Hem sanat dünyasının hem de tarihin en gözde eserilerinden olan Ayasofya, birçok kez mimari yönden değişikliklere uğrasa da günümüzde seyrettiğimiz son hali Bizans İmparatoru I. Jüstinyen tarafından MS 532 – 537 yılları arasında İstanbul’un tarihi yarımadasındaki eski şehir merkezine 6. yüzyılın ünlü mimarları Milet’li İsidoros ve Tralles’li Anthemius’a[1][3] yaptırılır. İnşaatta yaklaşık 10.000 işçinin[7][8][9] çalıştığı ve Jüstinyen’in bu iş için büyük bir servet harcadığı belirtilir.[10]

Binanın yapımında kullanılan bazı sütun, kapı ve taşların binadan daha eski yapı ve tapınaklardan getirilmiş olması başka bir özelliğidir.[11][11][12]Bizans döneminde Konstantinopolis Patriği’nin patrik kilisesi ve Doğu Ortodoks Kilisesi’nin merkezi olan Ayasofya, doğal olarak zamanının büyük bir “kutsal emanetler” koleksiyonunu içermekteydi.[13]
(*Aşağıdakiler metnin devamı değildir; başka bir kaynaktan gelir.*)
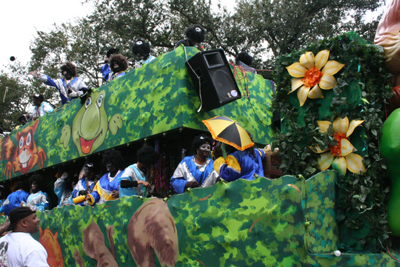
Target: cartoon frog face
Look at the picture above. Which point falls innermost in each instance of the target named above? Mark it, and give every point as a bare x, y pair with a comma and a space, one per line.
90, 125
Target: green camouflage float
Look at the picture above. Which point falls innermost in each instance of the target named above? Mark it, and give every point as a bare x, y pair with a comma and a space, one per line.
153, 99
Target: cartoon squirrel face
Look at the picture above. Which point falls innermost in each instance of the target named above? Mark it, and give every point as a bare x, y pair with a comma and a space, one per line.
26, 149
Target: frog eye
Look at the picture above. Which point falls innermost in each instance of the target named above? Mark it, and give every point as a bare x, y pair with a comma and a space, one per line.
88, 102
28, 139
100, 100
21, 142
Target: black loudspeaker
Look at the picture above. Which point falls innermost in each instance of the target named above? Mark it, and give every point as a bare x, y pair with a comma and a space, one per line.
213, 79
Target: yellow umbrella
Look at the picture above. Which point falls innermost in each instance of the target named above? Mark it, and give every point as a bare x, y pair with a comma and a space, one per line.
228, 131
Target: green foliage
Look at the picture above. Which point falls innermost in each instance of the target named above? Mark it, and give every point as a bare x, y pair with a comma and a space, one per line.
362, 87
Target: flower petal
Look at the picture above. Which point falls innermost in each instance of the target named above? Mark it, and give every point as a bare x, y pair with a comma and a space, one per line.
325, 161
315, 93
340, 165
307, 60
354, 163
321, 58
346, 147
332, 67
341, 125
302, 94
296, 70
296, 83
327, 82
323, 126
317, 149
353, 125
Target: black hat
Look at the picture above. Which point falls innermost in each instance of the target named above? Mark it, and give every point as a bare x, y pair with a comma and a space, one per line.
38, 96
112, 51
18, 214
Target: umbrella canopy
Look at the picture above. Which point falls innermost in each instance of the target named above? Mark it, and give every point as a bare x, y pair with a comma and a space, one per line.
228, 131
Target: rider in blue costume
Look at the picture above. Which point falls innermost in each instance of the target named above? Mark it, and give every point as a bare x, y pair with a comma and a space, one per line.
197, 170
107, 188
15, 199
134, 175
69, 87
239, 164
115, 66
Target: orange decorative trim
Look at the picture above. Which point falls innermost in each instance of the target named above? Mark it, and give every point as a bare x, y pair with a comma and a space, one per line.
295, 187
224, 140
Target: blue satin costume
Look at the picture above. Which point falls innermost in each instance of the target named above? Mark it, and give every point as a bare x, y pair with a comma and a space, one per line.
240, 164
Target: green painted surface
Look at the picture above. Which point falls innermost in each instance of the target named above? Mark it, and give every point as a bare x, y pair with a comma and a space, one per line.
282, 222
153, 99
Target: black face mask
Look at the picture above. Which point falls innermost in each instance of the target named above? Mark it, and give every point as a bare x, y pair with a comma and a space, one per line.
204, 150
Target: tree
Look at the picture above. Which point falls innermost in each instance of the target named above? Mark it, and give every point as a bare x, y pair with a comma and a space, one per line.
288, 25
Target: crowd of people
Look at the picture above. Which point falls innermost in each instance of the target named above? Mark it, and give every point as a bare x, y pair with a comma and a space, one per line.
70, 86
88, 188
198, 170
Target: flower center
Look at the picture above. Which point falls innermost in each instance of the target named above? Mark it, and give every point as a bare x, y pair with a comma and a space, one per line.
337, 150
312, 77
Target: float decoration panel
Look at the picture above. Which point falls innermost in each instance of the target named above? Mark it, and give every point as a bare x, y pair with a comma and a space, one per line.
153, 99
244, 223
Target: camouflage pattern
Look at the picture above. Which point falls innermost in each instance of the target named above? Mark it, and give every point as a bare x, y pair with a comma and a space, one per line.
282, 222
153, 99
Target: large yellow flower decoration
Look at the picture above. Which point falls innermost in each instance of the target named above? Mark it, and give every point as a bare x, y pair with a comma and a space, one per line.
311, 78
341, 156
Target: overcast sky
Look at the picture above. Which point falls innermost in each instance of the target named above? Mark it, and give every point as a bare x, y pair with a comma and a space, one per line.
20, 19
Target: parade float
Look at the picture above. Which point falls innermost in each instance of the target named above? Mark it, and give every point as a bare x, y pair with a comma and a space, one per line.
328, 209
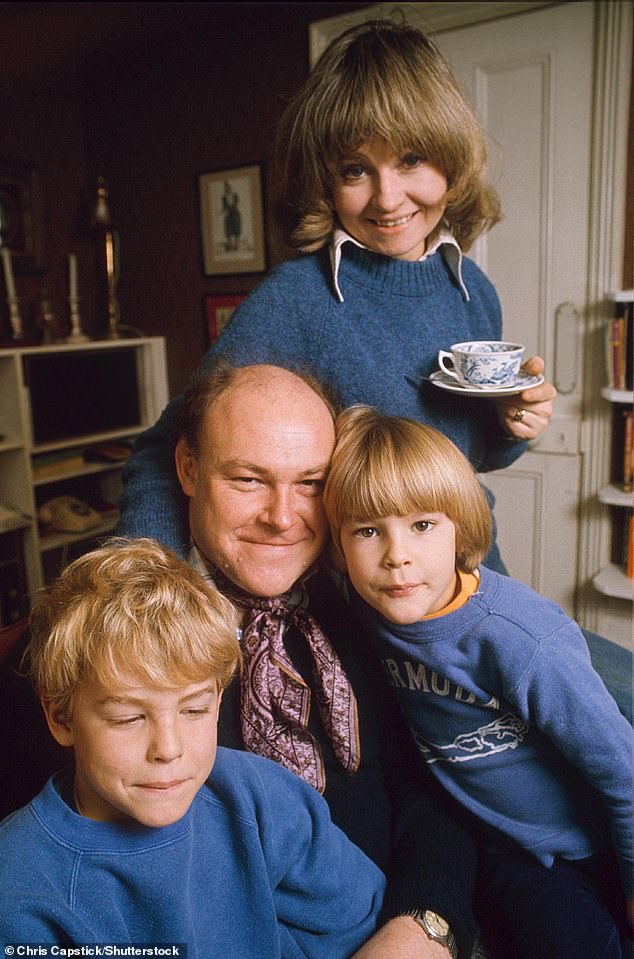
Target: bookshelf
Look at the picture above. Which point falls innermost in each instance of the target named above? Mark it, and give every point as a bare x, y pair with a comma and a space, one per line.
616, 579
36, 468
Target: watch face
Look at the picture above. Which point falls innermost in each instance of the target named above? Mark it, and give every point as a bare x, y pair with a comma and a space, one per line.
437, 925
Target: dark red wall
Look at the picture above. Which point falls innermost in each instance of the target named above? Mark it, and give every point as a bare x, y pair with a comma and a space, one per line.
147, 95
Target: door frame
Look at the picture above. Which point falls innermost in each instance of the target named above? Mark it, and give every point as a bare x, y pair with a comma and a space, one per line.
612, 71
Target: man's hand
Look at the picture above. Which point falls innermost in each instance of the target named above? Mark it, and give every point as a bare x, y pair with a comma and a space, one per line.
401, 938
526, 415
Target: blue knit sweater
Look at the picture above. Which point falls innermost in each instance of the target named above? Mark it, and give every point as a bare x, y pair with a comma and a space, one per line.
511, 718
378, 347
232, 879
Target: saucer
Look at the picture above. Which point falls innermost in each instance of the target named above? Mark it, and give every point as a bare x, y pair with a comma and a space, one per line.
523, 381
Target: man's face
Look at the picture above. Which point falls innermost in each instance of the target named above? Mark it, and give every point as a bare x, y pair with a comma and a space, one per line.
256, 486
141, 752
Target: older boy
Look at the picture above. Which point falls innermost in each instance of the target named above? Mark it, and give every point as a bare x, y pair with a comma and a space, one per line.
157, 836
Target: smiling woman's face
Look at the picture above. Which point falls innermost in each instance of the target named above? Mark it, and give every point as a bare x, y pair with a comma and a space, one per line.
387, 202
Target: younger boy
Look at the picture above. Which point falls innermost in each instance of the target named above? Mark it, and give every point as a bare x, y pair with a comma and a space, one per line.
497, 686
157, 836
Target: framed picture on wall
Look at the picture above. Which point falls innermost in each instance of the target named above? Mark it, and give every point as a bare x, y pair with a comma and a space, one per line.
21, 217
218, 312
232, 220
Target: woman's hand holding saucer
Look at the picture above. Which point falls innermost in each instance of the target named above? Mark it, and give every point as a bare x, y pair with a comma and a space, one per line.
527, 414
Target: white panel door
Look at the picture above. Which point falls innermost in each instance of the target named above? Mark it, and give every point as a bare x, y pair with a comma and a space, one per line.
530, 80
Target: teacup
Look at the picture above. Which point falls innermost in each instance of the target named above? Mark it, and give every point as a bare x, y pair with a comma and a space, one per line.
482, 363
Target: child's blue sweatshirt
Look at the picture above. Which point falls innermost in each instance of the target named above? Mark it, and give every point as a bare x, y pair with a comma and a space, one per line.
254, 870
511, 717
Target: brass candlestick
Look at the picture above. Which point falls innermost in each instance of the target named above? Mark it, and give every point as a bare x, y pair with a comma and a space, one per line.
76, 335
15, 319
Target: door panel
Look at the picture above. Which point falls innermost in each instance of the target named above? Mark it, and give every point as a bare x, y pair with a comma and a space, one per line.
530, 81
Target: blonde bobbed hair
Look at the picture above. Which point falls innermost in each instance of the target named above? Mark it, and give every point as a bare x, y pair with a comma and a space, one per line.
130, 606
380, 80
392, 466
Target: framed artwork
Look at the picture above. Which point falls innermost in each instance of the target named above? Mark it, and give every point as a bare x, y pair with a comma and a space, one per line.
21, 217
232, 220
218, 312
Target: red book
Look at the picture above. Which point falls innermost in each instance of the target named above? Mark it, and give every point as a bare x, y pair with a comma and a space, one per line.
628, 450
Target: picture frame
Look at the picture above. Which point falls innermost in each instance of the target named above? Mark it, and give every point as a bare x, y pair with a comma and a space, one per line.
218, 311
232, 220
21, 217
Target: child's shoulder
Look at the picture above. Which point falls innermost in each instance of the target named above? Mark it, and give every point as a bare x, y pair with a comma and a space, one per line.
244, 777
252, 789
520, 603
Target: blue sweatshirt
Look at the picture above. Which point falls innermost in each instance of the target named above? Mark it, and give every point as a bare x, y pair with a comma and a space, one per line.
378, 346
510, 716
254, 870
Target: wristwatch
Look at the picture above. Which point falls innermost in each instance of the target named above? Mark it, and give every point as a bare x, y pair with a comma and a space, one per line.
435, 928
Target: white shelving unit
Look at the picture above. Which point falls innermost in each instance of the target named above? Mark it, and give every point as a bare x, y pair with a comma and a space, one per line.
23, 488
612, 581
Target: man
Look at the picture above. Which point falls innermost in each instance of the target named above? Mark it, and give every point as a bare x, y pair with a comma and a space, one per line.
252, 459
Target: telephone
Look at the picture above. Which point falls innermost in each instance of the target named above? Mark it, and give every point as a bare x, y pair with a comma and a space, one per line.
68, 514
8, 517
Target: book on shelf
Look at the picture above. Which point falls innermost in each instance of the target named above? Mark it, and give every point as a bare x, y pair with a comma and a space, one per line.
628, 451
619, 348
628, 551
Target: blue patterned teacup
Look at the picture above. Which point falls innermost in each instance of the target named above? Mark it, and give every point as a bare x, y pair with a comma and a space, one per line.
482, 363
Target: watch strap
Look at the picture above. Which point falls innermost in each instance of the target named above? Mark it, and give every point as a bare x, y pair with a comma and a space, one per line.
447, 939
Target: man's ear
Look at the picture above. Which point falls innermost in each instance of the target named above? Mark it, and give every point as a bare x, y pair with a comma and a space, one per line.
186, 467
60, 727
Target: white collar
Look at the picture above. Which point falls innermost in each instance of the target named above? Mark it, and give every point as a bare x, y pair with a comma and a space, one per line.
451, 252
Adındaki “sofya” sözcüğü herhangi bir kimsenin adı olmayıp, eski Yunanca’da “bilgelik” anlamındaki sophos sözcüğünden gelir.[5] Böylece “aya sofya” adı “kutsal bilgelik” ya da “ilahî bilgelik” anlamına gelmekte olup, Ortodoksluk mezhepinde Tanrı’nın üç niteliğinden biri sayılır.[6]

Ayrıca Ayasofya bazilika planlı bir patrik katedrali olup, 1453 yılında İstanbul’un Türkler tarafından alınmasından sonra, Fatih Sultan Mehmet tarafından camiye dönüştürülmüştür. Kilise camiye dönüştürülünce Fatih Sultan Mehmet’in hoşgörüsüyle mozaiklerinden insan figürleri içerenler tahrip edilmemiş içermeyenler ise olduğu gibi bırakılmıştır, yalnızca ince bir sıvayla kaplatıldığından yüzyıllarca sıva altında kalan mozaikler doğal ve yapay tahribattan kurtulabilmiştir. 1935 yılından beri ise müze olarak hizmet vermektedir.[3][4]Cami müzeye dönüştürülürken sıvaların bir kısmı çıkarılmış ve mozaikler yine gün ışığına kavuşturulmuştur.

Günümüzde görülen Ayasofya binası aslında aynı yere üçüncü kez inşa edilen kilise olduğundan Üçüncü Ayasofya olarak da bilinir. İlk iki kilise isyanlar sırasında yıkılmıştır. Bina mimari bakımdan ise bazilika planı ile merkezî planı birleştiren, kubbeli bazilika tipinde bir yapı olup kubbe geçişi ve taşıyıcı sistem özellikleriyle mimarlık tarihinde önemli bir dönüm noktası olarak ele alınır. Döneminin en geniş kubbesi olan Ayasofya’nın merkezî kubbesi, Bizans döneminde birçok kez çökmüş,[14][15] Mimar Sinan’ın binaya istinat duvarlarını eklemesinden itibaren hiç çökmemiştir.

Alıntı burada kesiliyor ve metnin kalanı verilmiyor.